2.6 Treatment (Post-exposure Prophylaxis)
As
the animal treatment, the treatment is seldom possible and done for animals infected
with anthrax because of the rapid and fatal course of the disease once symptoms
become apparent. However, if time permits, antibiotic drugs (Penicillin, oxytetracycline,
doxycycline, dihydrostreptomycin, chloramphenicol, and rifampin) may be used
with good effect. If animals are likely to be continually exposed to infection,
for example by grazing over infected pastures, vaccination with anthrax spore
vaccine is recommended.
This vaccine is
safe to use and protects the animals for six months or more.
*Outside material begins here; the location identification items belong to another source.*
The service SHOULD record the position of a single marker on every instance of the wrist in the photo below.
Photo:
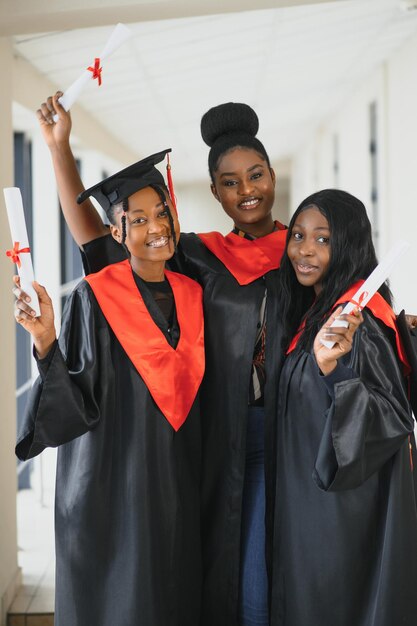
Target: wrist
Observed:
(43, 345)
(327, 367)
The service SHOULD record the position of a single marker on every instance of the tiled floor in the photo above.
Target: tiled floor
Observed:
(34, 604)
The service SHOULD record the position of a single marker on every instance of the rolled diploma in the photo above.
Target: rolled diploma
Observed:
(14, 206)
(371, 285)
(119, 35)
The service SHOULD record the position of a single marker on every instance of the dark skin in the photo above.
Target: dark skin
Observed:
(85, 223)
(244, 185)
(149, 241)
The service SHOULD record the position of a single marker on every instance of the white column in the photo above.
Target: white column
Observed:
(9, 571)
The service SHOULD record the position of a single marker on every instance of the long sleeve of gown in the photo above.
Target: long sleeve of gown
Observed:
(62, 404)
(370, 416)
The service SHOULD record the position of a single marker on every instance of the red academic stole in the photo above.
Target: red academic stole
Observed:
(247, 259)
(172, 376)
(380, 309)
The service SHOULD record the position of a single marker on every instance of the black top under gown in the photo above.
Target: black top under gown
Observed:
(127, 519)
(231, 318)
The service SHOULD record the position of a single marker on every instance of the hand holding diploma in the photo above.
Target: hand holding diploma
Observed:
(94, 71)
(335, 338)
(20, 252)
(371, 285)
(41, 328)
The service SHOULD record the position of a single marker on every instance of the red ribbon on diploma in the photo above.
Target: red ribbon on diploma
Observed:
(361, 299)
(14, 253)
(96, 70)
Animals remain in
a susceptible state, however, for about ten days after vaccination, and should
be isolated as far as possible from contact with possible sources of infection
during this period. When the circumstances appear to warrant treatment with
antibiotics or vaccine, a veterinary surgeon should be consulted. As a note:
Antibiotics and vaccines should not be used at the same time because
antibiotics interfere with the development of immunity. If animals require
antibiotics shortly after vaccination they should be revaccinated 10 days after
the antibiotic treatment has stopped.
CHAPTER III
CONCLUSION AND SUGGESTION
3.1 Conclusion
Based on the discussion, we conclude that:
1.
Bacillus anthracis as the causative agent of
anthrax, it’s a large, gram-positive, aerobic,
spore-forming, grows readily at a temperature of 37°C, and forms
large colonies with irregularly tapered outgrowths.
2.
The anthrax cycle begins from
anthrax spores that survive in the soil of pasture area and then infect human
also animal by cutaneous, inhalational, and ingestion infection where cutaneous
is highest infection.
3.
The increment of prevalence of
the disease can be seen in animal and human cases where untreated condition
increasing case fatality rate while treated condition decreasing case-fatality
rate.
4.
Several diagnosis methods that
can be carried out such as Blood smear rationale, Diagnosis based on the antigents
(Ascoli test), and molecular diagnosis where Ascoli test more simple, rapid,
and sensitive.
5.
The clinical signs of infected
animals sometimes unvisible (suddenly death), but sometimes such as shivering
and twitching also diarrhea as onset of infection.
6.
The treatment can be done by
therapy of antibiotic drugs and vaccination, but it must be used in different
time.
3.2 Suggestion
Based on this paper, the author give the suggestion that
anthrax disease is a hazardous infection as well for human and animals. Therefore, know
the sources and cycle of the disease and then cut and close the cycle are important.